Many people were subjected to unprovoked violence by the police on April 1. Poor Tomlinson's treatment would probably not even have been reported, had he not died so soon afterwards. Mostly, people don't report their injuries because it is clear that they will not be taken seriously by those who inflicted them.

It is appalling that a man had to die before the behaviour of the police on April 1 began to be subjected to scrutiny. Footage of riot police attacking peaceful protesters at the Bishopsgate Climate Camp last Wednesday evening, then detaining them all for five hours before attacking them again, should have raised alarm. There, the police covered their numbers when legal observers exhorted people to take note of the details of officers who had used unprovoked violence against them. Again, those actions suggest that the police know they are acting illegitimately and are determined to evade the consequences of their behaviour.

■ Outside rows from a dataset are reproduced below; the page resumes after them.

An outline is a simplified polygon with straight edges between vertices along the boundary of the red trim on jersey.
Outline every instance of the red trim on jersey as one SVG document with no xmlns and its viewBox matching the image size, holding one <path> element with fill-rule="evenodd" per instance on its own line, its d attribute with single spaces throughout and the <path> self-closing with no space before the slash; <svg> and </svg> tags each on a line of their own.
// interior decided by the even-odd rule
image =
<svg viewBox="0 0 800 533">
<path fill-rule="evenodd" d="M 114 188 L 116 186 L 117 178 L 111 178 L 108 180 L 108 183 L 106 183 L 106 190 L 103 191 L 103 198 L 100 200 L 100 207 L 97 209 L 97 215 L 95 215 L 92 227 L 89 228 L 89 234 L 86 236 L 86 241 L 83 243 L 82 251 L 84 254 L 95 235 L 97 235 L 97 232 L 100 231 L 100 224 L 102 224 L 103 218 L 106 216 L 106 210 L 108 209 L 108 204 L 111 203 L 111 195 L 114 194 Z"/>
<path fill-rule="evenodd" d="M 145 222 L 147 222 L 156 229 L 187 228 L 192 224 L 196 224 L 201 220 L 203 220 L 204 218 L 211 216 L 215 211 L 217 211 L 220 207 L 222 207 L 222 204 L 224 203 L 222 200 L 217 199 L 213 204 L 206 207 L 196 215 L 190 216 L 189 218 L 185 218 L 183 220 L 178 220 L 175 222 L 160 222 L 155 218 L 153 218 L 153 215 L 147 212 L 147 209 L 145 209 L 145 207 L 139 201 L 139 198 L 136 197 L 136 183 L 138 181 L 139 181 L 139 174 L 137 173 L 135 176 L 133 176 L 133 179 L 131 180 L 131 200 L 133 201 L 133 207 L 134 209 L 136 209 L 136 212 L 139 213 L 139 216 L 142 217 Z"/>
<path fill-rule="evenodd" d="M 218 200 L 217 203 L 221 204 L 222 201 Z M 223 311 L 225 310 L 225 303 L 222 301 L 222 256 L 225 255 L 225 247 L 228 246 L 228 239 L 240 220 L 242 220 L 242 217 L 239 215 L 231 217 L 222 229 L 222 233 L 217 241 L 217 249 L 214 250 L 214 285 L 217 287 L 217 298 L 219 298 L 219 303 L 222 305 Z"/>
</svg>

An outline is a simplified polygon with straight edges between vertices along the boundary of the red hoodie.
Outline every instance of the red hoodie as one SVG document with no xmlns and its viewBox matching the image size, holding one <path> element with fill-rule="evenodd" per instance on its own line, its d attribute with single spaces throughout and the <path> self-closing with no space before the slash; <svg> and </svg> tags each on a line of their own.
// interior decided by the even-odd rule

Yet what are those consequences? Recent months have seen a slew of disturbing cases that scream of police prejudice, incompetence or unaccountability. The most high-profile of these was the de Menezes inquest, in which it became grievously obvious that a Brazilian electrician was shot dead at Stockwell Tube station after a catalogue of errors in the wake of the 21 July attempted bombings. These errors, apparently, were nobody's fault, and nor were the desperate machinations of the Met as they played for time in the aftermath of the killing, rather than voluntarily releasing an honest assessment of their failures and a sincere apology.

These cases may seem quite different. But again and again – from the Rachel Nickell debacle to the Barry George fiasco, and in the identikit cases of rapists John Worboys and Kirk Reid – the foul-ups of the Met have one thing in common. The police go into a situation with their minds made up, their strategies already laid out, and their justifications rehearsed in advance. They never acknowledge their mistakes, but always protect the officers who make them. So they never, ever, learn anything. The amazing thing is that they keep on getting away with it.

This time, they must be bludgeoned themselves into understanding that they have to change.